Appena si fece giorno le portarono una lettera del barone il quale le annunziava che Venezia aveva finalmente capitolato, e accennando all’ordine ristabilito e alla pace che ormai non poteva più essere turbata, esprimeva il desiderio ch’ella ritornasse a Gorizia; anzi, chiudeva la lettera col dirle che fra pochi giorni sarebbe venuto egli stesso a prenderla. Tutto quel dì e buona parte del susseguente ella rimase chiusa nella sua camera. Dopo avere preparato i bauli e messe in ordine le cose sue, si mise a scrivere e scrisse a lungo. Tanto era turbata, che la fattoressa temè si sentisse male e più volte venne a vederla e a domandarle come stava:
— Devo partire, mia cara, — le disse finalmente — ed è questo che mi addolora profondamente. Anzi, guarda, lascio qui alcuni ricordi per i miei buoni amici che non ho cuore di salutare; ma tu lo farai per me, non è vero? — E dicendo così alcune lacrime le irrigarono le guance. — Questi orecchini — soggiunse — sono per la tua Rosina; e questa crocetta la porterai tu per amor mio. — E senza aspettare che la donna ringraziasse, continuò: — All’Oliva, quando sarà di ritorno, dirai che questo è per il suo ultimo bambino, e che voglio gl’insegni a pronunziare il mio nome.... Oh! mi sarebbe stato pur caro il vederlo crescere qui, sotto a’ miei occhi!... Ma il mio destino mi chiama altrove.... Se tu sapessi quanto mi pesa l’abbandonare questa cara villetta!... Mi ci ero proprio affezionata....

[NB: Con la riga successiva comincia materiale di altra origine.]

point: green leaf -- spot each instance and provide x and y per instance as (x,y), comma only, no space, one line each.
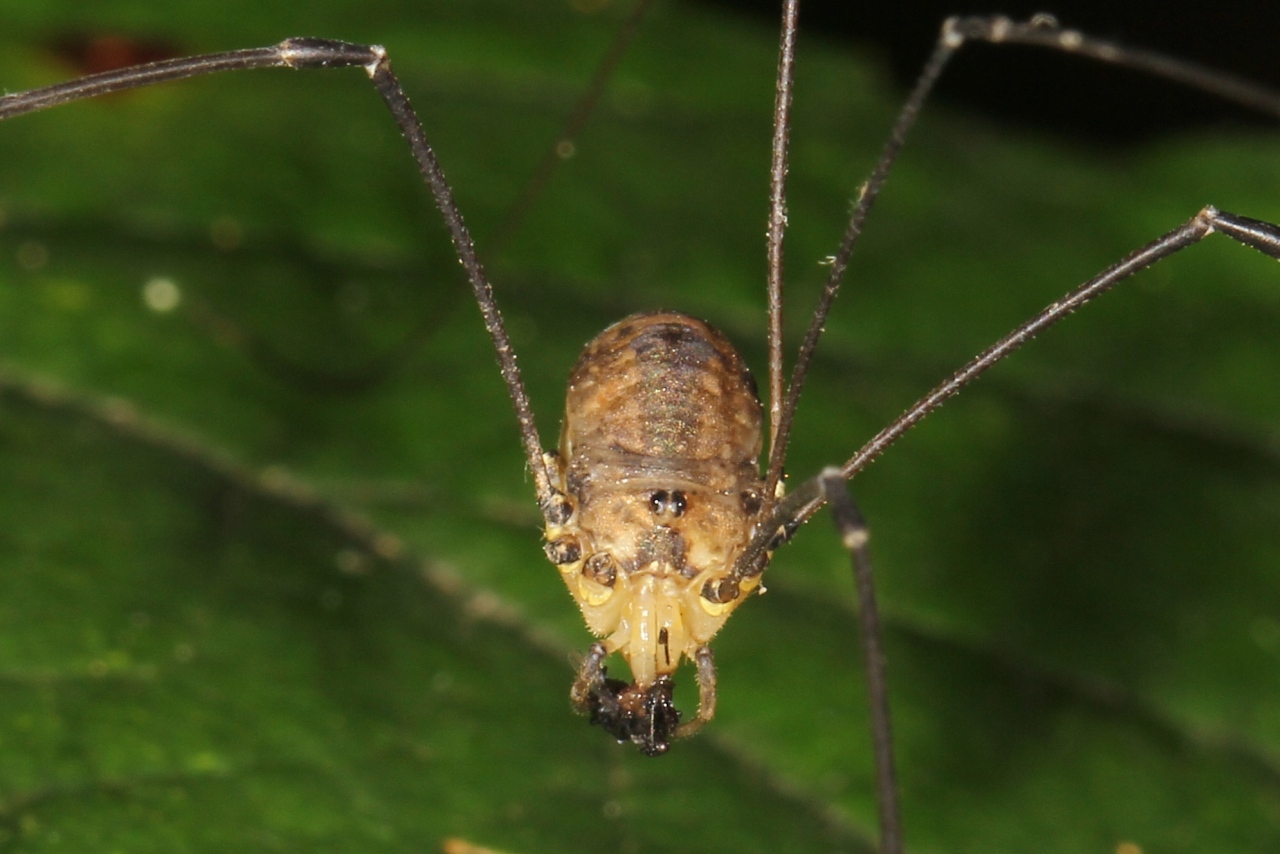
(270,565)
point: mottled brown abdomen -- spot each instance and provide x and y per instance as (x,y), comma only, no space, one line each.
(663,387)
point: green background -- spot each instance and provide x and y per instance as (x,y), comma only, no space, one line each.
(269,565)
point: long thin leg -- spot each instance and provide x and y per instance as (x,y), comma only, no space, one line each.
(853,531)
(801,503)
(323,53)
(777,229)
(1042,31)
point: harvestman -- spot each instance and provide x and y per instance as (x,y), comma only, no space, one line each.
(656,511)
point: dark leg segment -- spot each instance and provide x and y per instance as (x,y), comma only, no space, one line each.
(324,53)
(1041,31)
(853,531)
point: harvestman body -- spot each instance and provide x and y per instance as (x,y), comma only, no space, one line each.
(656,511)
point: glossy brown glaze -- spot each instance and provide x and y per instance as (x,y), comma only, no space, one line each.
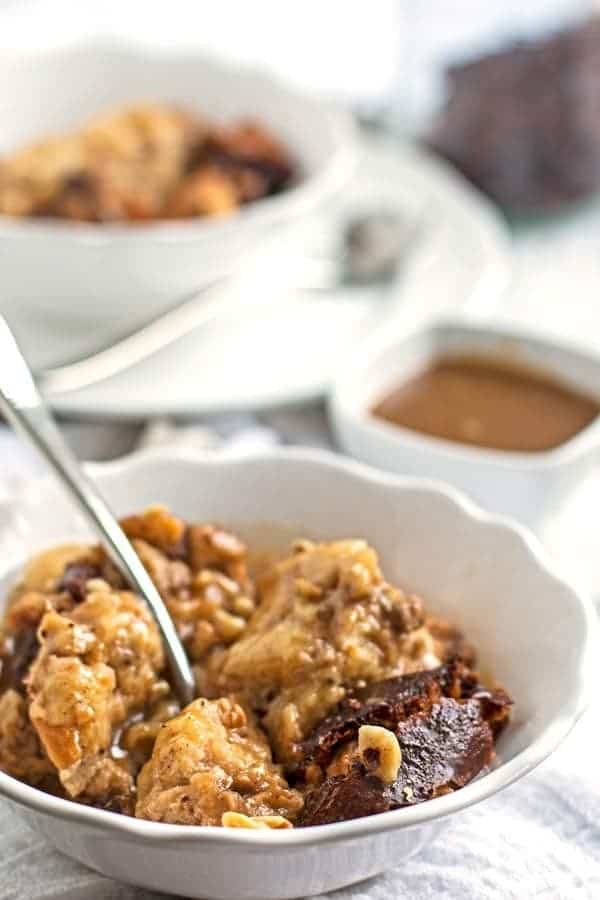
(487,403)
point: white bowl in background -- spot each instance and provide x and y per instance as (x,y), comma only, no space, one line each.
(98,280)
(528,486)
(485,574)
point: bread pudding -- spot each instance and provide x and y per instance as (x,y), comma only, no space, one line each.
(324,693)
(144,163)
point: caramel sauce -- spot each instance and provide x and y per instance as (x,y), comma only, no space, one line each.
(488,403)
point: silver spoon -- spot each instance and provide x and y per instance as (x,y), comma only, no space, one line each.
(27,413)
(374,246)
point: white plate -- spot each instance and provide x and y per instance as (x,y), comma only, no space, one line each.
(67,286)
(286,352)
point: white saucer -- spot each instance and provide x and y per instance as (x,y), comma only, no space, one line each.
(286,351)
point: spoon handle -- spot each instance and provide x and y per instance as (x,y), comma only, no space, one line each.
(24,408)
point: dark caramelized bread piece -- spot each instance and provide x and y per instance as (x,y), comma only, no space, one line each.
(445,723)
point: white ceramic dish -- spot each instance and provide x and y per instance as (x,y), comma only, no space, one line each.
(461,261)
(99,280)
(529,486)
(483,573)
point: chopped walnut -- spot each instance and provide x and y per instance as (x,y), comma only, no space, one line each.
(239,820)
(380,752)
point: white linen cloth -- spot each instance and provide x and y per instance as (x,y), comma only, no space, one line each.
(538,839)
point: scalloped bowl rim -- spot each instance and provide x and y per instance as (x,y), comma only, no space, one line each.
(486,786)
(266,211)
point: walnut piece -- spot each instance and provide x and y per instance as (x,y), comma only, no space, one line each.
(380,752)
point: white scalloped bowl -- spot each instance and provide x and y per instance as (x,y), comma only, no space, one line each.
(533,632)
(95,278)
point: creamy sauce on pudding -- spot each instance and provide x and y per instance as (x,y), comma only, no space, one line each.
(488,403)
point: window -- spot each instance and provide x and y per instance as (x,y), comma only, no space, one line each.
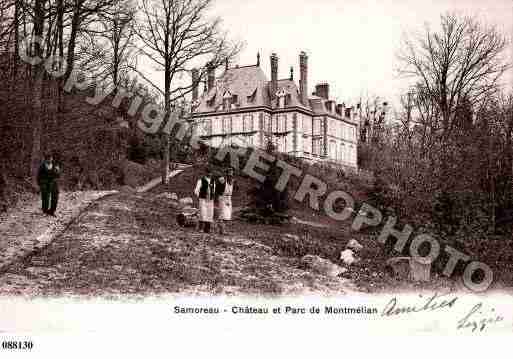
(282,124)
(217,126)
(247,123)
(267,124)
(227,125)
(307,125)
(333,150)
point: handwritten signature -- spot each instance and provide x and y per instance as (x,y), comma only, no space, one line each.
(432,303)
(475,320)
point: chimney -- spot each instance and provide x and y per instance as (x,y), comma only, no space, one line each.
(195,84)
(303,77)
(323,90)
(210,76)
(274,75)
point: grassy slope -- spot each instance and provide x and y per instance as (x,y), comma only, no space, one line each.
(370,273)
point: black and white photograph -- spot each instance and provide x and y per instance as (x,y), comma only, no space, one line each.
(224,171)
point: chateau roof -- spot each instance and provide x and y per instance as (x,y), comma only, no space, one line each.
(250,87)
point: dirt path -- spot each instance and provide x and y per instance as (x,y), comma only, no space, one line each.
(129,244)
(26,228)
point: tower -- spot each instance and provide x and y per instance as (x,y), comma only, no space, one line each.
(303,77)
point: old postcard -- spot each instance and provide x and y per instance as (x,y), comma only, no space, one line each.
(203,173)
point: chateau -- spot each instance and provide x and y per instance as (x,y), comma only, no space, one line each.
(243,107)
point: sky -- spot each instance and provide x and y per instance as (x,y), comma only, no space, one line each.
(351,44)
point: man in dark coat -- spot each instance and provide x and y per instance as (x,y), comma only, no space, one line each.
(47,176)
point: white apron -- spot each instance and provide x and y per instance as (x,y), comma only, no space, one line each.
(225,203)
(206,205)
(206,210)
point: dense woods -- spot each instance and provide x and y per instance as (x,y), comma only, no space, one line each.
(445,160)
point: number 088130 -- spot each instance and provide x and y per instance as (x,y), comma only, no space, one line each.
(17,345)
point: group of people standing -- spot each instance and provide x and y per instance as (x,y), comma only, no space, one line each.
(215,199)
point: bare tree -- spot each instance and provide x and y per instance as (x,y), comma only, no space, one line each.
(109,52)
(174,36)
(459,64)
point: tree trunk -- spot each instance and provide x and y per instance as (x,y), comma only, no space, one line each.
(75,23)
(37,91)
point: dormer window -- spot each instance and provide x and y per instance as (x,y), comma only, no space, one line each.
(227,101)
(252,97)
(211,101)
(281,95)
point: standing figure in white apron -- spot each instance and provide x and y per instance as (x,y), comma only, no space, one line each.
(224,191)
(205,191)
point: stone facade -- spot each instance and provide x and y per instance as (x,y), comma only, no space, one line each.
(243,107)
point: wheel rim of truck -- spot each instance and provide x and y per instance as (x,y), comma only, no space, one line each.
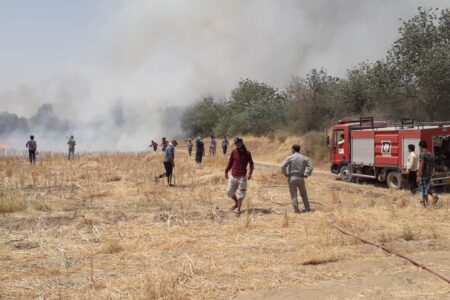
(345,174)
(393,180)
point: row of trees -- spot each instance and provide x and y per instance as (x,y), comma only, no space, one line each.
(413,80)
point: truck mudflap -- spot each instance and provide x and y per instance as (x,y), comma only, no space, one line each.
(440,179)
(336,168)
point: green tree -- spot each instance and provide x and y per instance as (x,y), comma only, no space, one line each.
(420,59)
(253,108)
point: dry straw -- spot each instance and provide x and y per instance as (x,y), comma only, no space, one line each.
(101,227)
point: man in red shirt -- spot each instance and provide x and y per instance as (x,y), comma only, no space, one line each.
(237,182)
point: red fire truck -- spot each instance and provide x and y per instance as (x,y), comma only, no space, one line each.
(376,150)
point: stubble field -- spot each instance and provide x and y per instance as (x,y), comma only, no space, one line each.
(101,227)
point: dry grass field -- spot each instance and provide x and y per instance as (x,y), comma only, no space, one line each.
(100,227)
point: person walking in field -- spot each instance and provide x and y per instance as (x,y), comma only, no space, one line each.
(32,147)
(225,143)
(190,146)
(199,150)
(412,169)
(169,162)
(164,144)
(426,167)
(71,142)
(212,148)
(296,167)
(153,145)
(240,158)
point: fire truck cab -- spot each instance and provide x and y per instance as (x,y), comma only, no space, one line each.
(375,150)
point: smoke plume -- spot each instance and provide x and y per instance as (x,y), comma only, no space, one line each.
(154,57)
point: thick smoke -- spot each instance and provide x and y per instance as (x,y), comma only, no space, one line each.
(157,56)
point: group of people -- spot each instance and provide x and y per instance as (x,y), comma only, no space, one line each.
(420,170)
(296,167)
(31,145)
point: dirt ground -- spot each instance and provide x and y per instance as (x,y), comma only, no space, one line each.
(100,227)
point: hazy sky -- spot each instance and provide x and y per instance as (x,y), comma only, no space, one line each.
(86,56)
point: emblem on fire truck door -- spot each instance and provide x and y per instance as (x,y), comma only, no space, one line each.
(386,147)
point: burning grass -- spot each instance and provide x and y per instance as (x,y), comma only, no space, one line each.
(106,235)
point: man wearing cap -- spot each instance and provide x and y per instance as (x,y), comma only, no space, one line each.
(169,162)
(32,147)
(71,142)
(240,157)
(199,150)
(296,167)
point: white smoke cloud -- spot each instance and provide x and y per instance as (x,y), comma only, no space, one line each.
(157,54)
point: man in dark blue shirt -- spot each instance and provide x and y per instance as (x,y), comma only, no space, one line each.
(169,162)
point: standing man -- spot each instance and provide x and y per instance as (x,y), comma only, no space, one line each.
(237,183)
(212,148)
(224,145)
(190,146)
(412,169)
(426,166)
(32,147)
(169,162)
(296,167)
(154,145)
(199,150)
(71,142)
(164,144)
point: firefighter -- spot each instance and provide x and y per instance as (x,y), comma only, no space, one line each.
(32,147)
(71,142)
(426,166)
(169,162)
(296,167)
(212,147)
(190,146)
(199,150)
(164,144)
(153,145)
(240,157)
(224,145)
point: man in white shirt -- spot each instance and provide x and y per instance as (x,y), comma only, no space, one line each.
(412,169)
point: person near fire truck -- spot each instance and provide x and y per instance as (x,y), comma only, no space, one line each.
(426,165)
(296,167)
(412,169)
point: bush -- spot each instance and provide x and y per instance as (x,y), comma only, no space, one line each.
(11,201)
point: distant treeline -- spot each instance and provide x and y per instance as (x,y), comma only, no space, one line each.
(413,81)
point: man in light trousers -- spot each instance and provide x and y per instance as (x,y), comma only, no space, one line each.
(296,167)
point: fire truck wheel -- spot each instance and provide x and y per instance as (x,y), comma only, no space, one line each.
(344,174)
(394,180)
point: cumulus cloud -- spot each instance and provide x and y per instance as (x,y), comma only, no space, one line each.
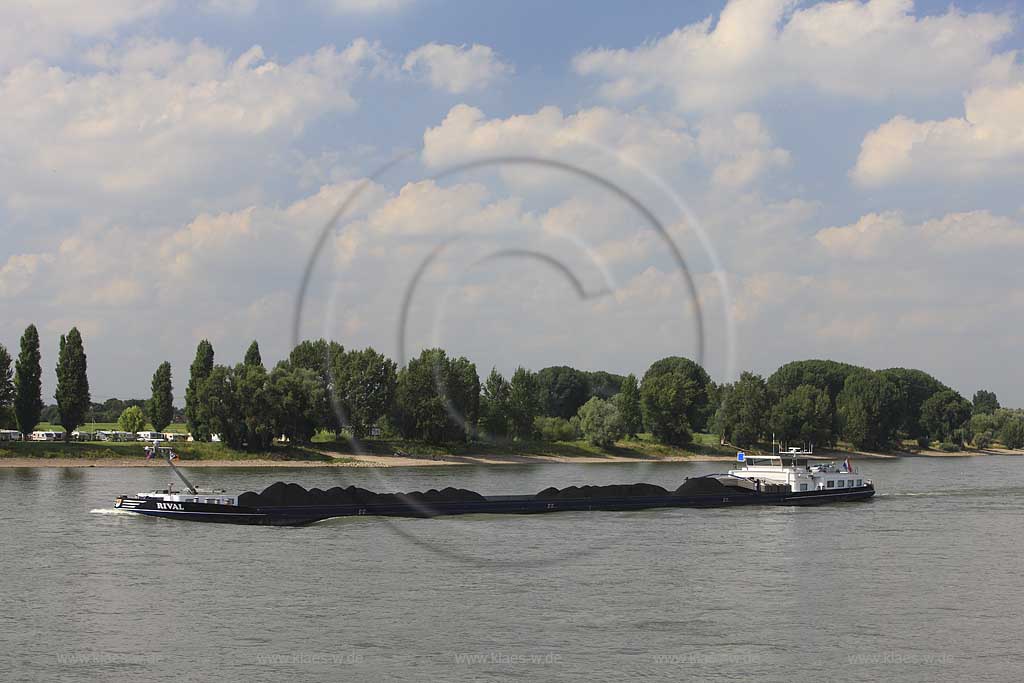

— Se ci siete affezionata — disse la fattoressa — vuol dire che ci tornerete presto. —
Ella scosse mestamente il capo.
— Questa lettera la lascerai qui. E affacciatasi alla finestra, stette alcuni minuti a contemplare con tanta malinconia il paese. Poi piangendo abbracciò la Menica, e: — Addio — le disse. — Ti ringrazio del bene che mi hai voluto. Se lo zio verrà a passare i suoi ultimi anni in questa solitudine.... e io non ci sarò.... fa’ tu le mie veci; cioè, cerca di consolare come puoi la sua vecchiaia.... ma non gli parlar mai di me!... —
Poi scese rapidamente le scale, salì in carrozza, e ordinò al cocchiere che prendesse la strada di Palma.